Stark, pflanzlich, schwer zu kriegen? Warum dieses vegane Kochbuch nicht ganz alltagstauglich ist

(Werbung) Ein Kochbuch mit Haltung – genau das hatte ich bei Essen wie eine vegane Kriegerin erwartet. Jane Esselstyn bringt nicht nur Rezepte mit, sondern auch eine ordentliche Portion Motivation, Hintergrundinfos und die Idee, dass man mit pflanzlicher Ernährung nicht nur satt, sondern stark und gesund wird.
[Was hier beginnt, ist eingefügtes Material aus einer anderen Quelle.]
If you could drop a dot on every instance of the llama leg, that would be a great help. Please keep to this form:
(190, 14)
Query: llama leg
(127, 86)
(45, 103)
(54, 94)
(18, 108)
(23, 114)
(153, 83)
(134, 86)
Der Ansatz gefällt mir – aber nicht alles hat bei mir gezündet.

Das Buch

Jane Esseltyn und Ann Crile Esselstyn
Essen wie eine vegane Kriegerin – Mach dein Ding und lebe gesund und lecker

Erscheinungsdatum: 20.03.2024
ISBN: 9783962573362
Unimedica

Buchcover von „Essen wie eine vegane Kriegerin“ von Jane Esselstyn und Ann Crile Esselstyn. Das Cover zeigt mehrere farbenfrohe vegane Bowls rund um eine blaue Mitte, in der Titel und Untertitel stehen. Ein modernes, inspirierendes Kochbuch mit Fokus auf gesunde, pflanzliche Küche.
Wenn du das Buch kaufen möchtest, kannst du dabei sogar etwas Gutes tun: Der soziale Onlinebuchhandel buch7 unterstützt mit jedem Einkauf nachhaltige und soziale Projekte – ganz automatisch und ohne Mehrkosten für dich.
📚 HIER BESTELLEN

Worum geht’s in Essen wie eine vegane Kriegerin?

Das Buch ist mehr als nur eine Rezeptsammlung. Es soll ein Aufruf zu einer gesunden, pflanzenbasierten Lebensweise sein – mit vielen persönlichen Anmerkungen, Tipps und Geschichten. Die Rezepte reichen von Frühstück über Snacks bis zu Hauptgerichten und sind dabei konsequent vegan, ölfrei und vollwertig.

Motivierend, aber ein bisschen zu euphorisch

Der Einstieg ist durchaus unterhaltsam – ja, es gibt viel Blabla, aber auf angenehme, fast schon freundschaftliche Weise. Was mich allerdings gestört hat, ist der unterschwellige Ton, dass eine vegane Ernährung automatisch bedeutet, man werde nie wieder krank. Natürlich hat pflanzliche Kost viele gesundheitliche Vorteile, das bestreite ich nicht. Aber solche pauschalen Aussagen finde ich bedenklich, gerade in einem Buch, das auch Neulinge anspricht.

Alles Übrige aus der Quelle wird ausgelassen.